Introduction
The TermsComponent SearchComponent is a simple component that provides access to the indexed terms in a field and the number of documents that match each term. This can be useful for doing auto-suggest or other things that operate at the term level instead of the search or document level. Retrieving terms in index order is very fast since the implementation directly uses Lucene's TermEnum to iterate over the term dictionary.
In a sense, this component provides fast field faceting over the whole index (not restricted by the base query or any filters). The doc frequencies returned are the number of documents that match the term, including any documents that have been marked for deletion but not yet removed from the index.
How it Works
To use the TermsComponent, users can pass in a variety of options to control what terms are returned. The supported parameters are available in the class http://lucene.apache.org/solr/api/org/apache/solr/common/params/TermsParams.html
These params are:
terms={true|false} - Turn on the TermsComponent
- terms.fl={FIELD NAME} - Required. The name of the field to get the terms from.
- terms.lower={The lower bound term} - Optional. The term to start at. If not specified, the empty string is used, meaning start at the beginning of the field.
- terms.lower.incl={true|false} - Optional. Include the lower bound term in the result set. Default is true.
terms.mincount=<Integer> - Optional. The minimum doc frequency to return in order to be included. Results are inclusive of the mincount (i.e. >= mincount)
terms.maxcount=<Integer> - Optional. The maximum doc frequency. Default is -1 to have no upper bound. Results are inclusive of the maxcount (i.e. <= maxcount)
- terms.prefix={String} - Optional. Restrict matches to terms that start with the prefix.
terms.limit={integer} - The maximum number of terms to return. The default is 10. If < 0, then include all terms.
- terms.upper={The upper bound term} - The term to stop at. Either upper or terms.limit must be set.
- terms.upper.incl={true|false} - Include the upper bound term in the result set. Default is false.
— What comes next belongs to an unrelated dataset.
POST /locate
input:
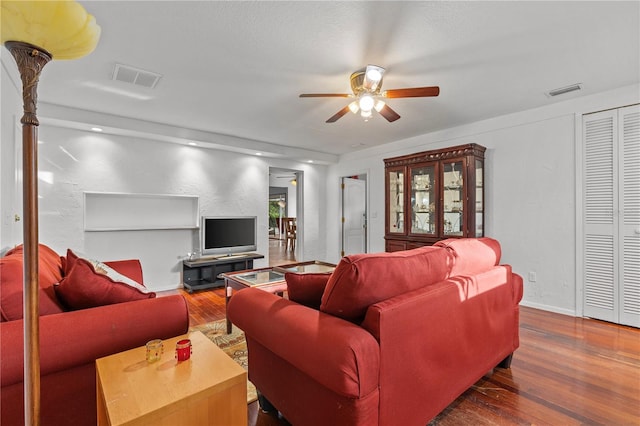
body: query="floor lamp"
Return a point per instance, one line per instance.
(34, 33)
- terms.raw={true|false} - If true, return the raw characters of the indexed term, regardless of if it is human readable. For instance, the indexed form of numeric numbers is not human readable. The default is false.
- terms.sort={count|index} - If count, sorts the terms by the term frequency (highest count first). If index, returns the terms in index order. Default is to sort by count.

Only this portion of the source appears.